The Maori King has taken the extraordinary step of sacking a top Tainui figure over a critical report she wrote about the tribe's finances.

King Tuheitia yesterday removed Tania Martin, an elected official, as the chairwoman of Waikato-Tainui's parliament Te Kauhanganui, which represents the tribe's 66 marae.

Ms Martin, who represents Hiiona Marae, was dismissed after writing a report to tribal members that criticised spending by Tainui's executive board, Te Arataura. She also criticised board chairman Tuku Morgan.

King Tuheitia said Ms Martin's report was based on inaccurate figures and she had issued it without giving board members a chance to respond.

"She is well aware of the damaging errors in her report," he said.

"She has been taken through them several times. She has told my [representative] that she has made a major mistake."

In a detailed statement, King Tuheitia said he had asked Hiiona Marae to remove her, effectively dismissing her from the parliament. But the marae rejected the request.

The King dismissed her in his capacity as paramount chief.

"They declined to do so on the grounds that this matter should be handled within the disputes process of Te Kauhanganui. This is not possible because Mrs Martin's actions have rendered Te Kauhanganui dysfunctional," King Tuheitia said.

"She has agreed several times to issue an apology to members of Te Arataura, but has not delivered on those agreements.

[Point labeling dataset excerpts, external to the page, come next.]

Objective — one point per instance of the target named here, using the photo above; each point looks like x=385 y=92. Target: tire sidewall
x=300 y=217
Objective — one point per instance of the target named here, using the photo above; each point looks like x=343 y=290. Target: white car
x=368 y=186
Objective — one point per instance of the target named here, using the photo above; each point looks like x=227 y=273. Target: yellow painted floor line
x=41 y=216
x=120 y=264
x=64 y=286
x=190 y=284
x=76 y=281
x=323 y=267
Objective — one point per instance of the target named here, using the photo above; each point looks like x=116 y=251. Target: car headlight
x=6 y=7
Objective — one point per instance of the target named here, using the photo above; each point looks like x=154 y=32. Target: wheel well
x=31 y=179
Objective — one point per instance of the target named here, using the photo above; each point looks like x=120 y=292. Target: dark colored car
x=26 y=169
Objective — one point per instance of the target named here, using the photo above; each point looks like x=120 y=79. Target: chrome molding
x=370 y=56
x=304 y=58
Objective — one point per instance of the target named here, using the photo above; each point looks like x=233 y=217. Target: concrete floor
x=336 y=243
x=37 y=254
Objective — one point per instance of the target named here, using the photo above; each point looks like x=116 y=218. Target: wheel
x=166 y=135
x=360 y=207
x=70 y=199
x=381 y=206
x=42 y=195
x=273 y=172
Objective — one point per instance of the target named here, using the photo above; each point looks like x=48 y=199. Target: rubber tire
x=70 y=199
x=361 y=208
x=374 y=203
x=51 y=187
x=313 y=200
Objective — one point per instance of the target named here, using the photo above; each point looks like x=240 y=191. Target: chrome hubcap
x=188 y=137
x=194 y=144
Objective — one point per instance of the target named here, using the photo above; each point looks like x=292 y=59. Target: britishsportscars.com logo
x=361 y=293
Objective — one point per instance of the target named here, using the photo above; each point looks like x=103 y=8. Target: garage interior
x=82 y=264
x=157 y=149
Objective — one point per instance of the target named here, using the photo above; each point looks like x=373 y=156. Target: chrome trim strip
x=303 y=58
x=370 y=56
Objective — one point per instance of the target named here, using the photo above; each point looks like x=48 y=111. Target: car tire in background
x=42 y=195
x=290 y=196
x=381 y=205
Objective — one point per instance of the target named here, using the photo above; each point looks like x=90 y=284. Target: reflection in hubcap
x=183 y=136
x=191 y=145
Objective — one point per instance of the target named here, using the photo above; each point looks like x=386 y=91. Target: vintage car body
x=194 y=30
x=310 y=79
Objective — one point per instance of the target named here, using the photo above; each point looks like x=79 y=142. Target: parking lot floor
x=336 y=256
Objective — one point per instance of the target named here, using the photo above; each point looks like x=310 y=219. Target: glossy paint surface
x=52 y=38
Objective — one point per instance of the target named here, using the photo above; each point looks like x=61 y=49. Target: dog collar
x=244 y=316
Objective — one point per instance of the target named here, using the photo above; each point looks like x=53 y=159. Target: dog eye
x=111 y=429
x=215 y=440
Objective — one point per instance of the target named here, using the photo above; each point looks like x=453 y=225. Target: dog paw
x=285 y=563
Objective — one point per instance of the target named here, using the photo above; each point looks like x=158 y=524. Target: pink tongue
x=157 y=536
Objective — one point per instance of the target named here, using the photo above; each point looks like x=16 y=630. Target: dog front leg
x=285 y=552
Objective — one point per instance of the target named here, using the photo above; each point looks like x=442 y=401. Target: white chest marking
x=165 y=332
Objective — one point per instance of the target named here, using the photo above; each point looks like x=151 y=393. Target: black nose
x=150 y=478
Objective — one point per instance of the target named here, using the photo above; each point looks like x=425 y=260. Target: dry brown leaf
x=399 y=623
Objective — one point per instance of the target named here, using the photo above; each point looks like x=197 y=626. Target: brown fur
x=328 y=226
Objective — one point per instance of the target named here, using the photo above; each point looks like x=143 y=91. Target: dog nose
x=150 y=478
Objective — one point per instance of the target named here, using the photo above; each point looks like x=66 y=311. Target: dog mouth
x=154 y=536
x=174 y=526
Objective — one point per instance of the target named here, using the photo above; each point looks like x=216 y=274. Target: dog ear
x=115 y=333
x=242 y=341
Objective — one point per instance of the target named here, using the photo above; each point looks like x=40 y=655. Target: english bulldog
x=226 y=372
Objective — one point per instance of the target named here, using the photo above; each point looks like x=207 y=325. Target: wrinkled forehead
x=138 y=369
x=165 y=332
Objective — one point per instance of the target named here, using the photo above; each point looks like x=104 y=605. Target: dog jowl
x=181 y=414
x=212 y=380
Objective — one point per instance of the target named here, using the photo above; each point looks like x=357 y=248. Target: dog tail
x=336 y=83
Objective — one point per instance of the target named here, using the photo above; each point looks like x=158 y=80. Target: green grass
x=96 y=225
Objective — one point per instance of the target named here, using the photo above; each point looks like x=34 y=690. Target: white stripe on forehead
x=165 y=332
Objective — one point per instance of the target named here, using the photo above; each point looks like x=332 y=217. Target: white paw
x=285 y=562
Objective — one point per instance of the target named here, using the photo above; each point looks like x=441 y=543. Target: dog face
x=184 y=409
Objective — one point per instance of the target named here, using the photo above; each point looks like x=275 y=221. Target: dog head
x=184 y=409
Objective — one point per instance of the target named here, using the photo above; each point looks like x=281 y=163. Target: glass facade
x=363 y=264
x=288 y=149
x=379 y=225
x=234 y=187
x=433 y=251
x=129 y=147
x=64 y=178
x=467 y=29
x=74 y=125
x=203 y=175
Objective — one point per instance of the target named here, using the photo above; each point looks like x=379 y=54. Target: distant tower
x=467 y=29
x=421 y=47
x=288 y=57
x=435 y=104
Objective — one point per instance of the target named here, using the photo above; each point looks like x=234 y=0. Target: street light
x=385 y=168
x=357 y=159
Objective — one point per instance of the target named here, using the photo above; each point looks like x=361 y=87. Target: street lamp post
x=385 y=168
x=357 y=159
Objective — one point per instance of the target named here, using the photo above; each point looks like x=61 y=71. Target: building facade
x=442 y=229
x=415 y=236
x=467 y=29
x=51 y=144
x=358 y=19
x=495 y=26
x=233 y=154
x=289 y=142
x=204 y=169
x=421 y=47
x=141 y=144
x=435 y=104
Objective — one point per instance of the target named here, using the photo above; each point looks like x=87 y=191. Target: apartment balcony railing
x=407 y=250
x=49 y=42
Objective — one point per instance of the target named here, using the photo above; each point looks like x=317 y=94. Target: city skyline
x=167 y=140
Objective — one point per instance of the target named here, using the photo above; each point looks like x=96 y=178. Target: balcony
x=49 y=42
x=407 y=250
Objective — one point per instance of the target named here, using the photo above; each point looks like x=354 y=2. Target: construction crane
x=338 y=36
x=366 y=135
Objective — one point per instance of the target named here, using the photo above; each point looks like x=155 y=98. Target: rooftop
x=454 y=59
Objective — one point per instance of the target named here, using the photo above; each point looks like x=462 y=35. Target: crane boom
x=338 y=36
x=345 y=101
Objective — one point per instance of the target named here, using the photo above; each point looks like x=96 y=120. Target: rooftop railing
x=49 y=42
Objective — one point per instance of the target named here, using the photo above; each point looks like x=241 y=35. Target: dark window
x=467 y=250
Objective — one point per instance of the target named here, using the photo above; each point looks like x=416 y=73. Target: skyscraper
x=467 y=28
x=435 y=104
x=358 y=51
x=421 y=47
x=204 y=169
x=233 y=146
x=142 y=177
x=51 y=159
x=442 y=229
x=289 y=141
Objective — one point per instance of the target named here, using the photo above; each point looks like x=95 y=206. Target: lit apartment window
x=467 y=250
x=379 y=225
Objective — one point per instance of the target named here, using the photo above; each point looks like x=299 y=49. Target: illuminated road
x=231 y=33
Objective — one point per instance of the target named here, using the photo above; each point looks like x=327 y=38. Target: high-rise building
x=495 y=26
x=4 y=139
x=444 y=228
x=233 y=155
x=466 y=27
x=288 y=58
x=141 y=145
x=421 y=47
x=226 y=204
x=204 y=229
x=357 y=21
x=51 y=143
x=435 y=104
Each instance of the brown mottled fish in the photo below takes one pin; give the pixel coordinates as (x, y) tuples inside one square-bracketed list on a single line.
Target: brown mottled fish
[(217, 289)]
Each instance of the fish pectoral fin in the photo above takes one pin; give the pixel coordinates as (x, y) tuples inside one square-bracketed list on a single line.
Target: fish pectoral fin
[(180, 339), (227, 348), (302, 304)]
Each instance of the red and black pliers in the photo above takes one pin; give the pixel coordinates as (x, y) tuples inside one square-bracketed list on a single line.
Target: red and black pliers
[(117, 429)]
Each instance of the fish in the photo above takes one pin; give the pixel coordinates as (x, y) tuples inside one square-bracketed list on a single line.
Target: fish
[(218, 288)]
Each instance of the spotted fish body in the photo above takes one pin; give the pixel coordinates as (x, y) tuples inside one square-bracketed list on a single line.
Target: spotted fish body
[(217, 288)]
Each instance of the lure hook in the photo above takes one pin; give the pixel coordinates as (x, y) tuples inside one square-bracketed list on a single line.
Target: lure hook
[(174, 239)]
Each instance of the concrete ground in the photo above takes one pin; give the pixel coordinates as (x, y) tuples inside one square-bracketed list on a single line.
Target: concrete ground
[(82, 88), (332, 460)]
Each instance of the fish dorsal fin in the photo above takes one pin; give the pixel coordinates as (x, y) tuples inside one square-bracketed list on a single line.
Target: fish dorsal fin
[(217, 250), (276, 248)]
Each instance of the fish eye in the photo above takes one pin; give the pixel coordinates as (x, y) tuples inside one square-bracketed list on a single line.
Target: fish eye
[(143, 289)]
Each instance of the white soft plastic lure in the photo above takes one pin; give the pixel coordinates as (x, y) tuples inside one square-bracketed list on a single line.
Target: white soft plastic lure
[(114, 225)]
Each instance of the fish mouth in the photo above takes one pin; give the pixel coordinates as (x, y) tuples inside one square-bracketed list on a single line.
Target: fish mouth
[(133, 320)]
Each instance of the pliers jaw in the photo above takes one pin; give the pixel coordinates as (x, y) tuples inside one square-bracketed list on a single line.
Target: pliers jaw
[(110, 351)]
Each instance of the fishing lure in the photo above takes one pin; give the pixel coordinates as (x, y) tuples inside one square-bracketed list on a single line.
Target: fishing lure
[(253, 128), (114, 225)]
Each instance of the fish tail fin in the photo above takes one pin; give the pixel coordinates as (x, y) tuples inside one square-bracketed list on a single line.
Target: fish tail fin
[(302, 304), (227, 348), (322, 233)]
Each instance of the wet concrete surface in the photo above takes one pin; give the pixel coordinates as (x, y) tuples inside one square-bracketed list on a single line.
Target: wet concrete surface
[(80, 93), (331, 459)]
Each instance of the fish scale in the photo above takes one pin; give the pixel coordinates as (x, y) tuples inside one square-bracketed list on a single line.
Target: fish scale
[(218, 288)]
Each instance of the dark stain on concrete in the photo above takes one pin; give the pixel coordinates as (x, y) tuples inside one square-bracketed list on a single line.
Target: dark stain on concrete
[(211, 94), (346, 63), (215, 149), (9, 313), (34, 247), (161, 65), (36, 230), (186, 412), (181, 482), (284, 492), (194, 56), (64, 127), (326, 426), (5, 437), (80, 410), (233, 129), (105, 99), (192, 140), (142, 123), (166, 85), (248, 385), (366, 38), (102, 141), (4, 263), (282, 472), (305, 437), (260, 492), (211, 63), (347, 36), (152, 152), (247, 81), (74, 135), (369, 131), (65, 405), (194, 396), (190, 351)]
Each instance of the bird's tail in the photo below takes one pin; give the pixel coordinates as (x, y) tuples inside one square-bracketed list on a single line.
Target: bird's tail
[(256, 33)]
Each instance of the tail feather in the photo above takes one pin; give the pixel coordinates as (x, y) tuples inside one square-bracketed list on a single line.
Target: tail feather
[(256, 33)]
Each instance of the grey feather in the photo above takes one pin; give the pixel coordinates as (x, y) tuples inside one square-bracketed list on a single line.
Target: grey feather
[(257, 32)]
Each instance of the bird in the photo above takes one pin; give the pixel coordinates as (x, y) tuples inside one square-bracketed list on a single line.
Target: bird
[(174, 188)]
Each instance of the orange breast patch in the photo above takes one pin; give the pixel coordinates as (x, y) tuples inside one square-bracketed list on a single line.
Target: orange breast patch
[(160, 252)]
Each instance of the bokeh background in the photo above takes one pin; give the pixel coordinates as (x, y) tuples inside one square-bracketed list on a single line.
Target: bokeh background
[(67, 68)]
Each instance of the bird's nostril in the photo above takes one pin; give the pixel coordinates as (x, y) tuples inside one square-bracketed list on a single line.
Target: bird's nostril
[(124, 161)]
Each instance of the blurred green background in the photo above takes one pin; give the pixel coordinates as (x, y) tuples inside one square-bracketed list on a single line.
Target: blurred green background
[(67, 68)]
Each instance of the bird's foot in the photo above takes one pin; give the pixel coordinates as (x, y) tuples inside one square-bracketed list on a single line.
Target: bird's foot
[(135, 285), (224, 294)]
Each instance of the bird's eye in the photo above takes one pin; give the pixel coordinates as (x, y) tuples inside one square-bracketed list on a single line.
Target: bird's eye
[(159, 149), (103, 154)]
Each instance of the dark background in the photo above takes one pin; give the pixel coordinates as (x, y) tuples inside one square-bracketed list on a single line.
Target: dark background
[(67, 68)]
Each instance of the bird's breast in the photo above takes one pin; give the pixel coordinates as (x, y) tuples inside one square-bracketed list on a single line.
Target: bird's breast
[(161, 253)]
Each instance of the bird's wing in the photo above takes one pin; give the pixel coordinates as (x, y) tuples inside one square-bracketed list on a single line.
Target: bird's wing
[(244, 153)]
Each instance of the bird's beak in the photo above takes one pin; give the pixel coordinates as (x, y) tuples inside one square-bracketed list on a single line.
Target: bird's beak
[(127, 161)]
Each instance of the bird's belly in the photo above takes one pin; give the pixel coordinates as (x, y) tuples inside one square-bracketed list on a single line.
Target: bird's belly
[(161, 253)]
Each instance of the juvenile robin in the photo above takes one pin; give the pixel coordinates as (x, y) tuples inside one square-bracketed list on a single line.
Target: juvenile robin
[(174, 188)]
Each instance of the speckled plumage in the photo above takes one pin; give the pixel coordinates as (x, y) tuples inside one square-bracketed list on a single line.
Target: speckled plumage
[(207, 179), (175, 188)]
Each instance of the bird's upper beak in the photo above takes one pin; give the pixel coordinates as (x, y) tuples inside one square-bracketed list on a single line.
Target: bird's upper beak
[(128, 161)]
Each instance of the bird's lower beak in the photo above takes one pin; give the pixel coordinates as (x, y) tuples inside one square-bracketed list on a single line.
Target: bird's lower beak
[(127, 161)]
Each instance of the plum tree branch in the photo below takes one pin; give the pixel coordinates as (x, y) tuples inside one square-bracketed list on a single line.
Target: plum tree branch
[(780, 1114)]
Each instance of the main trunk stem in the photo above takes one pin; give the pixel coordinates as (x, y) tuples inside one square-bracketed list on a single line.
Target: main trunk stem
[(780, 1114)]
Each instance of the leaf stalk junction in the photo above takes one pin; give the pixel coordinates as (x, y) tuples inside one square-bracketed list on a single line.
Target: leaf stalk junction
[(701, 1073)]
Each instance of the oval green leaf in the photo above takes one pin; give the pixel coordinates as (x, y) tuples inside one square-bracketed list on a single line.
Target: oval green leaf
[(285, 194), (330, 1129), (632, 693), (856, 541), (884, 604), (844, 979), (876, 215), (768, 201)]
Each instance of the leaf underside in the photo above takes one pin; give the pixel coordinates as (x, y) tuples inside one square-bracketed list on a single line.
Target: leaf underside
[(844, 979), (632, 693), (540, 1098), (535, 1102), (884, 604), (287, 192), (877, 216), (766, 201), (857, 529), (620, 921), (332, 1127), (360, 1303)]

"She has committed to meet with Te Arataura and accept offers of mediation of her dispute, and has repeatedly failed to meet those commitments."

In her report, Ms Martin put the board's costs at $1,703,000. The king says the true figure is $656,000.

King Tuheitia said Ms Martin was supposed to meet him last Thursday, but she postponed the meeting as she was receiving medical treatment.

He found out she was being interviewed by a current affairs show.

Waikato-Tainui marae held emergency meetings last night, and some are seeking legal advice on the matter.

The king's Te Arataura representative Greg Miller has been appointed as interim chairman until the parliament meets in February.

The removal is a further sign the king is becoming more active in tribal politics.

Previously, the tribe has said he should stay above day-to-day matters.

Te Arataura chairman Tuku Morgan said the king had to intervene.

"There's only one boss in Waikato-Tainui," he said

Ms Martin could not be contacted last night.